Rockler has the porter cable 4210 free right now if you buy a porter cable 690 router from them for $159. I just bought that deal and I'm pretty satisfied with the product(I think the sale is until 3/6?). Its not overly complex and it will handle several types of dovetail/finger joints with different templates. The 4210 comes with one template(4211) that that does half blind and sliding dovetails. There are two more templates out there that do through dovetails, finger joints and miniatures (models 4213 and 4215). The jig itself has stops for repeat cuts, alignment marks, and depth setting guides on it. If you get the deal from Rockler, you have everything you need to do half blind and sliding dovetails out of the box, and its nice to have the spare router so i can leave my Bosch 1617 under the table. If you just want to jig, amazon has the best prices and you can get a 4210(4211 template), 4212(4211 and 4213 template), or 4216(4211, 4213, 4215 templates) in the range of $140-$180. I'm waiting to find the extra templates on sale personally. Hope this helps. There are several options out there, but I own this one, so I thought I'd comment.


----------



## StumpyNubs (Sep 25, 2010)

You could build one...


----------



## marcuscraft (Nov 14, 2012)

there's something wrong with you stumpy….(thats a compliment though)


----------



## BillWhite (Jul 23, 2007)

My 4210 does a good job. Easy set up. Got tight DTs after two trys.
Bill


----------



## pintodeluxe (Sep 12, 2010)

1+ on the 4210. It is Porter Cable's entry level jig, but is is sturdy and features an aluminum template (as opposed to plastic/phenolic). The clamps have long lever arms and sandpaper backed bars that hold the workpieces securely. It will cut half blind dovetails in one pass. Get the 4212 if you think you want to get into through dovetails. I use mine for making drawers, so half-blind is all I needed.

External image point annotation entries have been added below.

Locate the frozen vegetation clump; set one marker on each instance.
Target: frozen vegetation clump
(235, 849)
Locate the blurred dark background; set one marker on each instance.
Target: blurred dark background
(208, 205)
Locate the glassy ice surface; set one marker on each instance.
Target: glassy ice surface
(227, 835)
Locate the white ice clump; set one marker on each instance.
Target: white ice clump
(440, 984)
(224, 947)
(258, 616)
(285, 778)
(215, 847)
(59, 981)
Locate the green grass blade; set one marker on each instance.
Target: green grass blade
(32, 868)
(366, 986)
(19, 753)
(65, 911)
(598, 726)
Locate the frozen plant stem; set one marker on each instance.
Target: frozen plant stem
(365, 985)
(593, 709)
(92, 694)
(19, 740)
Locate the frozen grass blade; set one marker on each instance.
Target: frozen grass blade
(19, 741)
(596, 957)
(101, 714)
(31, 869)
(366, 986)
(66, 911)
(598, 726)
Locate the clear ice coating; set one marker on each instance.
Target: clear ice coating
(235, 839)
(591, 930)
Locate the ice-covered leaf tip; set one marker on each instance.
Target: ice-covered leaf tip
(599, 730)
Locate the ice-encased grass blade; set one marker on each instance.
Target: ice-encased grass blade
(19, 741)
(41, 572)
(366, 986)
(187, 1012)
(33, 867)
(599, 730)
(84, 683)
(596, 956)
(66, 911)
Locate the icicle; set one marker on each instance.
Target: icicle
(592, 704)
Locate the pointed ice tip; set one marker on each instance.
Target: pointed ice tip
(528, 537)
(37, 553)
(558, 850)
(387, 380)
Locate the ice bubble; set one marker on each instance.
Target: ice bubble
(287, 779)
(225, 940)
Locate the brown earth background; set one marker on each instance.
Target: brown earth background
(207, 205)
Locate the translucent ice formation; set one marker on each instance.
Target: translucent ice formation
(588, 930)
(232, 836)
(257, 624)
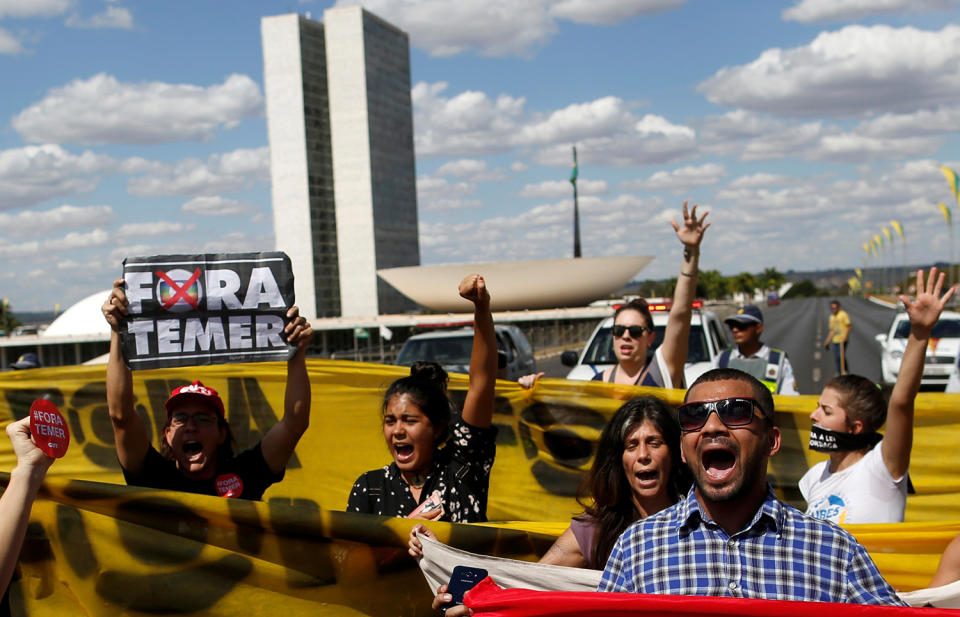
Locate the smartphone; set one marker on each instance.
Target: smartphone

I use an optional 14 degree bit from Rockler, which makes a sturdier-- and to my eye more attractive joint than the stock bit. http://lumberjocks.com/topics/40073

The limitations with this jig are typical… dovetail spacing is fixed, max board width is 12", drawer height must be on 1"+1/4" increments for optimal appearance (ie: 2-1/4", 3-1/4", 4-1/4" high etc.).


----------